Lost Along the Way(39)



“You should care about how you look. I don’t understand it. Why don’t you go for a run or something? You used to work out all the time.”

“I weigh the exact same as I did the day we got married. I don’t feel the need to run five miles before the sun comes up. Just add it to the list of things on which we don’t agree.”

Still, Reed was right. Cara used to exercise all the time. She was the captain of the tennis team, the basketball team, and the soccer team in high school. She used to love to spend her weekends skiing, kayaking, hiking, or spinning—the tougher the workout, the better. But then Reed started grilling her about the women she played tennis with, constantly asking her questions about their conversations, specifically what she told them about her marriage. Somewhere along the way, Reed had become completely paranoid that Cara was airing their personal problems to anyone who would listen, and forced her to stop playing with her foursome every week. After that, he began to question her relationship with her spin instructor, and the clothes she wore to the gym, and the amount of time she was gone. Eventually, he’d somehow managed to take something she’d always enjoyed and ruin it. She was tired of dealing with the reprimands that came every time she left the house to go to an early exercise class. She was tired of answering detailed questions about every conversation she had with every woman she encountered. She was tired in general.

And now he had the nerve to wonder why she didn’t work out anymore?

I can’t win, Cara said to herself. No matter what I do, I’ll never win with him.

“That’s how you’re going to talk to me?” He grabbed her duvet and ripped it off the bed, exposing her to the cool fall air that leaked through the poorly insulated windows.

“It’s freezing in here. Stop it!” she yelled, already feeling assaulted despite having been awake for a total of two minutes. Another start to another beautiful day as Mrs. Reed Chase, she thought. “Can we please get someone in here to redo the windows? I shouldn’t have to wear mittens in my own home. We’re both going to get pneumonia.”

“You know, the kitchen is the warmest room in the house. Why don’t you try using it sometime? The stove gives off heat.”

“The last time I cooked for you, you told me you hated it. You told me I overcooked everything and that I should take cooking classes in town. Do you remember that? So which is it, Reed? Do you want me to cook for you or not? I can’t keep up with your constant demands anymore. They change daily.”

“I’ve given you everything you could want, Cara. You should just say thank you for the roof over your head and the clothes you buy with my credit card and maybe for once try to do something that you think might make me happy. Why is my happiness never a concern of yours?”

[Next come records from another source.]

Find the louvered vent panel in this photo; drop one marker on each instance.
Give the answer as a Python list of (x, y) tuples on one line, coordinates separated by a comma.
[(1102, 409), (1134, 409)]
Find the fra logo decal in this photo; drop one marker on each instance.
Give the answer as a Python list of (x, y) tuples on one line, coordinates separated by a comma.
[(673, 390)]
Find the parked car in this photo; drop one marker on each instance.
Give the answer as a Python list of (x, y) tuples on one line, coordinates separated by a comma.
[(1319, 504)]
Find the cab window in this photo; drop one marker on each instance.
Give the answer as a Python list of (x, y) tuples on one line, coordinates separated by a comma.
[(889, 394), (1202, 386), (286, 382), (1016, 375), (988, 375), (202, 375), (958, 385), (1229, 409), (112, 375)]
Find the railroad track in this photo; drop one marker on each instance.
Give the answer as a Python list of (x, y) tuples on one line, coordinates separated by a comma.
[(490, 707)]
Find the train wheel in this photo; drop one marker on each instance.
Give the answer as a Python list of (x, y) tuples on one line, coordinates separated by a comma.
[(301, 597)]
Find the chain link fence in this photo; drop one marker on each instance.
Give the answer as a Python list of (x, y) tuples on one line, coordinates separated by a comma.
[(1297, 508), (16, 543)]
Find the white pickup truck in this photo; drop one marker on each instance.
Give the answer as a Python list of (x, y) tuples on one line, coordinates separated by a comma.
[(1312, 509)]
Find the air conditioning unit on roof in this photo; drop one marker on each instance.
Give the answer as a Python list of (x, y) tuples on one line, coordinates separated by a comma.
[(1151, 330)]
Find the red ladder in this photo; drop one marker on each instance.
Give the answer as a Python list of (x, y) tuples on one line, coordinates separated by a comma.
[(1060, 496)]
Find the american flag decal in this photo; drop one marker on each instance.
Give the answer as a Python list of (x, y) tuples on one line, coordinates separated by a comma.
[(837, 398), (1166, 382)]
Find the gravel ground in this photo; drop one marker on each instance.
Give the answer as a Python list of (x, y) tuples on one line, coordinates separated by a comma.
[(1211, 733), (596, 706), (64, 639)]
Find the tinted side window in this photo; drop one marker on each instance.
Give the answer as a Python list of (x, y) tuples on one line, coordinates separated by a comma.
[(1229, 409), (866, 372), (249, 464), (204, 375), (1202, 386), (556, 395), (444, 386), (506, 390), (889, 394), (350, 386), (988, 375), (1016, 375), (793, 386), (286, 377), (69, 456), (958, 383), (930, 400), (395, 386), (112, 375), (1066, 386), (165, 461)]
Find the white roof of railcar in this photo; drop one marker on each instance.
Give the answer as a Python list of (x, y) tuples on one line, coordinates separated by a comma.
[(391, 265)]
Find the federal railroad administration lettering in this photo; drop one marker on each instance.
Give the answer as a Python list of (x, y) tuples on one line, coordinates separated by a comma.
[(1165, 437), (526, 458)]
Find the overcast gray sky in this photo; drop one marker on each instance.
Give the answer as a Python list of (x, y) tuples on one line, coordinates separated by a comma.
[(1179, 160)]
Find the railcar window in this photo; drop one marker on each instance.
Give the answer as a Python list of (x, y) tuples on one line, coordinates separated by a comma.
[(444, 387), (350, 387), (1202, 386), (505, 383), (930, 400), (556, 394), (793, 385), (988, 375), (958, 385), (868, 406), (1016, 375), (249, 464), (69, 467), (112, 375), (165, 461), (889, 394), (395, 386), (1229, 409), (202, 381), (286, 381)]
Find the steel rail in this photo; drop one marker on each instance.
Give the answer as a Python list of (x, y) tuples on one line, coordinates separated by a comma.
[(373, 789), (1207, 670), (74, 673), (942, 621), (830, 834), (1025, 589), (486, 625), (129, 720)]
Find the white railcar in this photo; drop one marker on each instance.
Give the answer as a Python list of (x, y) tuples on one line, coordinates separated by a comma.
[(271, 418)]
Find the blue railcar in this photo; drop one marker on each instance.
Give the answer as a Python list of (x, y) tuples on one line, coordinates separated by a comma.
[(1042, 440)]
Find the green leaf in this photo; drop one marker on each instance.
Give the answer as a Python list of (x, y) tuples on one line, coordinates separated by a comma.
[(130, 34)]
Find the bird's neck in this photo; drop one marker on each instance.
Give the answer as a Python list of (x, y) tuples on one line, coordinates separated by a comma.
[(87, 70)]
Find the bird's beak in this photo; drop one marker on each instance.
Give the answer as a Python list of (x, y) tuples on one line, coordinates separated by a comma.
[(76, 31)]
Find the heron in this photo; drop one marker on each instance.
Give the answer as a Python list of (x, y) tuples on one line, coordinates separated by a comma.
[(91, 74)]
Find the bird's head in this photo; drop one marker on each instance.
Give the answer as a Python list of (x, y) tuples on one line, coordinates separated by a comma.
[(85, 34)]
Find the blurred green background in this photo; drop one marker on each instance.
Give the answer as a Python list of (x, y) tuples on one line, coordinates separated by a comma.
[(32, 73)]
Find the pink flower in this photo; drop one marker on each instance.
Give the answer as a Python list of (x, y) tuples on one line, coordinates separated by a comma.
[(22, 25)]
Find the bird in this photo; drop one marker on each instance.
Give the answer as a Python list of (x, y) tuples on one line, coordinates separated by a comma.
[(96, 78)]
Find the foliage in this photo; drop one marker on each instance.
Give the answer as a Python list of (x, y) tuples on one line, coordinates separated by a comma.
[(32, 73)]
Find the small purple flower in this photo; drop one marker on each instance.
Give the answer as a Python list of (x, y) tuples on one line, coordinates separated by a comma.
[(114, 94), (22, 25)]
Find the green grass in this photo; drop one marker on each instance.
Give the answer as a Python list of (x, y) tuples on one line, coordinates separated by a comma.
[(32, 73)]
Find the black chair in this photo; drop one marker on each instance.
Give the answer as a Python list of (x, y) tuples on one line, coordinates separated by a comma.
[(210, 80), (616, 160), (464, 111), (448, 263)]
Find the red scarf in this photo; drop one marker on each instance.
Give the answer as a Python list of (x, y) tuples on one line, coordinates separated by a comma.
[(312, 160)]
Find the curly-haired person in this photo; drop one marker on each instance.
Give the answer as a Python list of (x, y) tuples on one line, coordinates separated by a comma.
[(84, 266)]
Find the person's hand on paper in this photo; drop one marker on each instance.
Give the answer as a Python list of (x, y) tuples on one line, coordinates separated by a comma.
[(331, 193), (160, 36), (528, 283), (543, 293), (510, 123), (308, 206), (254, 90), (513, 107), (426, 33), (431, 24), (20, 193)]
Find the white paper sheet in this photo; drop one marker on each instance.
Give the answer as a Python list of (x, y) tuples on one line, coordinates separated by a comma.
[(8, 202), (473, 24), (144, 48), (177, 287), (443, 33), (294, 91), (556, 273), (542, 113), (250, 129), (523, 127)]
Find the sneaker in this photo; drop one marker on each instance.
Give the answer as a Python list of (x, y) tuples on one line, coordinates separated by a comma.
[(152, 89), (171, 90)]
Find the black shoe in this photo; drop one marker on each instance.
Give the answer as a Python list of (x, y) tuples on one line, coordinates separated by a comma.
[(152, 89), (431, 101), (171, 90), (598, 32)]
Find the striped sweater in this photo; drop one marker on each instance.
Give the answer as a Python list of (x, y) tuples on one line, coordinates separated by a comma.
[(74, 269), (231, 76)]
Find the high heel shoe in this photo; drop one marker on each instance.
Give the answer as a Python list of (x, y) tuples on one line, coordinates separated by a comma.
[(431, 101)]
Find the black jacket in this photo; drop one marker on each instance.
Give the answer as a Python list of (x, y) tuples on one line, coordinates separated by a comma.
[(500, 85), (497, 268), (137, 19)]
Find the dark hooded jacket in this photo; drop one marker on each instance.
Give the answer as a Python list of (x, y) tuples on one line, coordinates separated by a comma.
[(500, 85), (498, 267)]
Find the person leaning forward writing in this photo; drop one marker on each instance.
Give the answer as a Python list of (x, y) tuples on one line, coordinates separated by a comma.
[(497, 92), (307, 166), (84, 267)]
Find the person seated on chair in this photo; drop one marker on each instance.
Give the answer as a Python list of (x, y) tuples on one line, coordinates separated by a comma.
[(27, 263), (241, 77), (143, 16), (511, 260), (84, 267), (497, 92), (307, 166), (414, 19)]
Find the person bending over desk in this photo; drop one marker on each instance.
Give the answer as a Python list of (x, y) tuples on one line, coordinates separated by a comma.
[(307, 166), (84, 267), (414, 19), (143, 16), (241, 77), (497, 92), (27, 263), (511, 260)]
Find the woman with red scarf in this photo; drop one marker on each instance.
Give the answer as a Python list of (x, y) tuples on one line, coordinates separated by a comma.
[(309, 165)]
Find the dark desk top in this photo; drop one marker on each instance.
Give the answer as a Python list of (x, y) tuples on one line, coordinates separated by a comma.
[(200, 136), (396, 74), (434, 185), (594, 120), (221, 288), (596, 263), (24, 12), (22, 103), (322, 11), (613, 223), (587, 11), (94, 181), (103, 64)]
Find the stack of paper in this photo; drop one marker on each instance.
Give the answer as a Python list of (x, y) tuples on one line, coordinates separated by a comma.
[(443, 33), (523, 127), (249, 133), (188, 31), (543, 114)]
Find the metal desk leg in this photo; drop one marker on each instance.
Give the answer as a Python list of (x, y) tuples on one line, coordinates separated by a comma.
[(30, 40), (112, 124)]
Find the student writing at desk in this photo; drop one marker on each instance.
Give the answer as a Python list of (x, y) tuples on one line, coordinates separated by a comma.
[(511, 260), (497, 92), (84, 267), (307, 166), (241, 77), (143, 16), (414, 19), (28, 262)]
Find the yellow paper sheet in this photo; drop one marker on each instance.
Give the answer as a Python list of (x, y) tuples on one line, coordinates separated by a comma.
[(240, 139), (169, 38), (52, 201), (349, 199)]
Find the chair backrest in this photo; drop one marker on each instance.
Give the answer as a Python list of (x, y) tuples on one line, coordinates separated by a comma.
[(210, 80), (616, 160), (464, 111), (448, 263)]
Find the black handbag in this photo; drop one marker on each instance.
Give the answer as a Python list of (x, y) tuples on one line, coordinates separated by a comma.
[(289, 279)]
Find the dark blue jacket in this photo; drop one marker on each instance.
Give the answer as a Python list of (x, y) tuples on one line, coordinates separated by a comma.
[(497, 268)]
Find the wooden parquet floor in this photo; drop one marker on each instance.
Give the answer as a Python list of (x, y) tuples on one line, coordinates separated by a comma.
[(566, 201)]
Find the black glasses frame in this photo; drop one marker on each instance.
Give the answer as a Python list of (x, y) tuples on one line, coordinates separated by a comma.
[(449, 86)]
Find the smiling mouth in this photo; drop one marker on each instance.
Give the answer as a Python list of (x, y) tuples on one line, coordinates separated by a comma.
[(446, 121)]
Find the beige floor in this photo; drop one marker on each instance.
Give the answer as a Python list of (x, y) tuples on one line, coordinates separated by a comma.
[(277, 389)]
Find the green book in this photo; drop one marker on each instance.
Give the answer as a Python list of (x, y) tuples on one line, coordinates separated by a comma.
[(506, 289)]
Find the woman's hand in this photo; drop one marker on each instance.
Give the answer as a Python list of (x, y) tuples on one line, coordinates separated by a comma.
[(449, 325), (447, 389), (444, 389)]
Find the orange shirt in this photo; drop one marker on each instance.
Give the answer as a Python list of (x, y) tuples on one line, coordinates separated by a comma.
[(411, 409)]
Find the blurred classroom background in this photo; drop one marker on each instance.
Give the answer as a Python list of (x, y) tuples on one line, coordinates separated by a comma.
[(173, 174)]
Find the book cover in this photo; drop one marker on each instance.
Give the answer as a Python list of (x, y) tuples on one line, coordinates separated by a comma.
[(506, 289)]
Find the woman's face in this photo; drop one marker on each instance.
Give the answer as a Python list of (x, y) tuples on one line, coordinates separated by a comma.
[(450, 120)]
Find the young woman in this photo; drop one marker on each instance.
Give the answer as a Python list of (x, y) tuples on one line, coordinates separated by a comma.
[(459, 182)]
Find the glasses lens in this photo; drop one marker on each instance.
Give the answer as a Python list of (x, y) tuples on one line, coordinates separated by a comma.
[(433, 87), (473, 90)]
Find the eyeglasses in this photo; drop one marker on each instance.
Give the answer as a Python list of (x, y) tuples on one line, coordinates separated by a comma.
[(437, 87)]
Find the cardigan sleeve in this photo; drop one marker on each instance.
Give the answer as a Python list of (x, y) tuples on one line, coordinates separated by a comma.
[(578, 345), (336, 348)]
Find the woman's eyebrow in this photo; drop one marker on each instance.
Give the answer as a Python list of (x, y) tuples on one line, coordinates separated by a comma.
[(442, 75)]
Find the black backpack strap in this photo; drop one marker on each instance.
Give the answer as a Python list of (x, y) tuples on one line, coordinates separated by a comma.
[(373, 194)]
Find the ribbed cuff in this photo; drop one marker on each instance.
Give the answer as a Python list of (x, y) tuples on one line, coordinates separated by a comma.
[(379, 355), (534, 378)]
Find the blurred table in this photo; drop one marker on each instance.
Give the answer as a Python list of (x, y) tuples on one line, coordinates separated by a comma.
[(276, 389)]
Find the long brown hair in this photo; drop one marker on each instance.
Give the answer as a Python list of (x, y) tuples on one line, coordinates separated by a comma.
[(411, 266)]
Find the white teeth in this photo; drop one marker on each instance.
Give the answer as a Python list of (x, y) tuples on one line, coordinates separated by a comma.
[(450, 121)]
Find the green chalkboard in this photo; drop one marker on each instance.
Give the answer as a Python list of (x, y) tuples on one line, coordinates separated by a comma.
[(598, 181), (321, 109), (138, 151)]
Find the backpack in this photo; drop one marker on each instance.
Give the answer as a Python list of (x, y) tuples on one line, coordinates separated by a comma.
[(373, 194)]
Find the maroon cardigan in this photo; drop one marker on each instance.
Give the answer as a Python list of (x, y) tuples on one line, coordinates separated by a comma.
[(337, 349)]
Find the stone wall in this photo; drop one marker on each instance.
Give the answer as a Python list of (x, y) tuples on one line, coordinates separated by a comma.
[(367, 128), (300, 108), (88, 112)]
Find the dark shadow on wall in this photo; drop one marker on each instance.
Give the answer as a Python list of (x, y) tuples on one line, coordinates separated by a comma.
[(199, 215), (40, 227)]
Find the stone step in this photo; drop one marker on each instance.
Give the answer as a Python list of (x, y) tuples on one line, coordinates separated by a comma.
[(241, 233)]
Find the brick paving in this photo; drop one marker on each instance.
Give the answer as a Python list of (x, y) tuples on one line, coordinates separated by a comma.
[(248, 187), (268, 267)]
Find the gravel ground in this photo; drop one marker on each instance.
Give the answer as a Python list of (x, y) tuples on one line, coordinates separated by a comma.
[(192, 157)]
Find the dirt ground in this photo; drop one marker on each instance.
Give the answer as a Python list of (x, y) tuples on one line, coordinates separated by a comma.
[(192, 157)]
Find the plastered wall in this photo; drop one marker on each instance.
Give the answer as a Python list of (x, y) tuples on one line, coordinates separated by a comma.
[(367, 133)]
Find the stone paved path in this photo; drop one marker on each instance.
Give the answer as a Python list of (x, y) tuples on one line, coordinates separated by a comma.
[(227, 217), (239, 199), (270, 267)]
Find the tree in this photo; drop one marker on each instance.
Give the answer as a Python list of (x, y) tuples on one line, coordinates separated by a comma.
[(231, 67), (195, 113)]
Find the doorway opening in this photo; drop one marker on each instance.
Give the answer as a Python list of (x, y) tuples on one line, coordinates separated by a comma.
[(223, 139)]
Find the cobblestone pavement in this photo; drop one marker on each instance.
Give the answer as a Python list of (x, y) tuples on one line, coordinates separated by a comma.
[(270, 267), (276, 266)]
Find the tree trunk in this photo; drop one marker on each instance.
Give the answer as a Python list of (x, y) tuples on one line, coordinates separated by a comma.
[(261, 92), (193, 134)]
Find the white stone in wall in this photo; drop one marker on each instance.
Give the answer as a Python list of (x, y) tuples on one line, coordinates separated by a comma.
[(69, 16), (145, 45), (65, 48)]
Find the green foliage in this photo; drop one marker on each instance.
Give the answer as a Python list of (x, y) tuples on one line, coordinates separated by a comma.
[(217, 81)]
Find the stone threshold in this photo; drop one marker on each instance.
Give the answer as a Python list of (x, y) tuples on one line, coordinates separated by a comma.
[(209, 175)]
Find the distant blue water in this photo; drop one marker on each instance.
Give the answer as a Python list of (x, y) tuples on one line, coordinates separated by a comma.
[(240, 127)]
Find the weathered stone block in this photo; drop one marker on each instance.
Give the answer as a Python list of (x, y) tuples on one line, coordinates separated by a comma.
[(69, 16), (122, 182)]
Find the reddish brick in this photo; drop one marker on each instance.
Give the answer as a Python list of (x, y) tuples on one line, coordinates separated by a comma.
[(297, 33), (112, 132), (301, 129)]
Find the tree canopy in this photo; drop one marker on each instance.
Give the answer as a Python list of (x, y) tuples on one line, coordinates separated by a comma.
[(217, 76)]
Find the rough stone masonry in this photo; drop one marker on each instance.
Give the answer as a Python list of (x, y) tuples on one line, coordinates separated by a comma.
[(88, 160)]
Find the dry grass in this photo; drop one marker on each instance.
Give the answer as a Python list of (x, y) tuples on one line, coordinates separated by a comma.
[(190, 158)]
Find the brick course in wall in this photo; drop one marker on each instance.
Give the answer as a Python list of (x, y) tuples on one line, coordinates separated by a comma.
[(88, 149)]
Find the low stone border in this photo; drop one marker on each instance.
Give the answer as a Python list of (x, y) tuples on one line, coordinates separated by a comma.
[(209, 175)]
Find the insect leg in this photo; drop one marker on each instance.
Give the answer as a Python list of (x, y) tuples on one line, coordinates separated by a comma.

“I’m sorry,” she whispered as she sat up and shoved her feet into the pair of slippers she kept at the foot of the bed in case she needed to go to the bathroom in the middle of the night. “I’m trying my best to make you happy. You don’t make it easy.” Cara realized that fighting with him was a waste of her time. She would never win. It would be easier to just do what he wanted and hope that he’d leave her alone. Over time, he’d slowly sucked the fight out of her, and now there was very little left.

“Start by getting up. That will make me happy.” He left the room and went down the hall to the master bath. These were the moments, after his tirades, when she sat and tried to think of all the things she’d like to point out to him if she only had the nerve. He had no problem telling her when she had a blemish on her cheek, or when her gray hairs were showing, or that cellulite was now visible on the backs of her thighs. She never pointed out that he needed to start trimming the hair that was beginning to sprout from his ears, which would soon be long enough to braid. She didn’t point out that she could see the skin on his scalp when his hair was wet from the shower. She didn’t dare mention that despite the push-ups and the chest presses and the bench presses, his pecs were beginning to sag and soon he’d be able to fill out one of her bras. She never said any of these things. She was too much of a wimp to handle the consequences.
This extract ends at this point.